With whole-genome sequencing, millions of bases are sequenced, but analysis is limited to a fraction of that. "We just sequence that fraction," he said.
The company has not compared its assay to whole-genome sequencing approaches, but Doran said that in developing the kit, it used whole-genome data to identify the "key bits to sequence to tell strains and isolates apart."
"Not every single base matters," added Chanpong. And the targeted approach will help keep costs lower and decrease turnaround time. With the HAI kits, sample to result time is around 12 hours.
By comparison, Derrick Crook's team at the John Radcliffe Hospital in the UK sequenced and analyzed 41 isolates of MRSA from eight carriers in five days on the MiSeq, and researchers from the University of Münster and BGI sequenced isolates from an Escherichia coli outbreak in 2011 on the Ion Torrent PGM in three days (IS 6/7/2011).

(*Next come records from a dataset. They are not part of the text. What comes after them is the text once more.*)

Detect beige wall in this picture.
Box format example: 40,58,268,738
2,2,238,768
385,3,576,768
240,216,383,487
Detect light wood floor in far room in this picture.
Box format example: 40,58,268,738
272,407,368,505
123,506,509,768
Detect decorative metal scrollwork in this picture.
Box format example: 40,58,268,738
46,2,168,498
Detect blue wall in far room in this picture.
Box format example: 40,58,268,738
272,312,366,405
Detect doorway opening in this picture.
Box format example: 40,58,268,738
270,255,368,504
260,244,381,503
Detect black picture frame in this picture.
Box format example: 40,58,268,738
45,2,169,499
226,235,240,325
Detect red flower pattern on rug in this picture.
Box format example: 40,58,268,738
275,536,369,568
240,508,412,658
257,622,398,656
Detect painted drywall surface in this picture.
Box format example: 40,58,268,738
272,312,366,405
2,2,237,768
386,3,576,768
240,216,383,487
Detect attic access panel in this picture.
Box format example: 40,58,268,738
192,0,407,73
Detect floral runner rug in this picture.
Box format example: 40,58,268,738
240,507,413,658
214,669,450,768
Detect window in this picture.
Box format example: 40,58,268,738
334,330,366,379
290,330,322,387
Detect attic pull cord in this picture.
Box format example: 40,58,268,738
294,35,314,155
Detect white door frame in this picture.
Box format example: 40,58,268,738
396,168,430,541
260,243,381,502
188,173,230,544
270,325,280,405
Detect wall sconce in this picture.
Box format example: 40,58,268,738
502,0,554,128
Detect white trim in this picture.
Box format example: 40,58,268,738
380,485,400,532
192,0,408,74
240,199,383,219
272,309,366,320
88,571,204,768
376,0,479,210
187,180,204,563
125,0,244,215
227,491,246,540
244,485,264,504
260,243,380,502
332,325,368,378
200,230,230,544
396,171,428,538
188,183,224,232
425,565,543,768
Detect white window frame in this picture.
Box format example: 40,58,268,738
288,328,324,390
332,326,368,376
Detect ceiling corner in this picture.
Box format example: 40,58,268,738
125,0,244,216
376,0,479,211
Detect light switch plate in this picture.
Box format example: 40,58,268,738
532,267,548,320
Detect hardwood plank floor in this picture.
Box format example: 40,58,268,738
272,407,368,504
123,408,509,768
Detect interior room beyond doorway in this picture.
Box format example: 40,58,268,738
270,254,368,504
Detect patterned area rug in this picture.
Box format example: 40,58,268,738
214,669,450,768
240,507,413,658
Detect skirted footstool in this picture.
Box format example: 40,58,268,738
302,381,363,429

However, Doran said this was not really an apples-to-apples comparison. For instance, Crook's team was looking at samples retrospectively to understand the outbreak, while Pathogenica's kit is designed for routine use and is designed to handle samples from the patient, as opposed to having to first culture the samples.
Doran said that he envisions targeted panels like the HAI kit driving short-term clinical adoption of sequencing for monitoring outbreaks.
"Later revisions of our kits may sequence much or all of the target genome, but for now we take the most efficient approach to achieve the application goals," he said.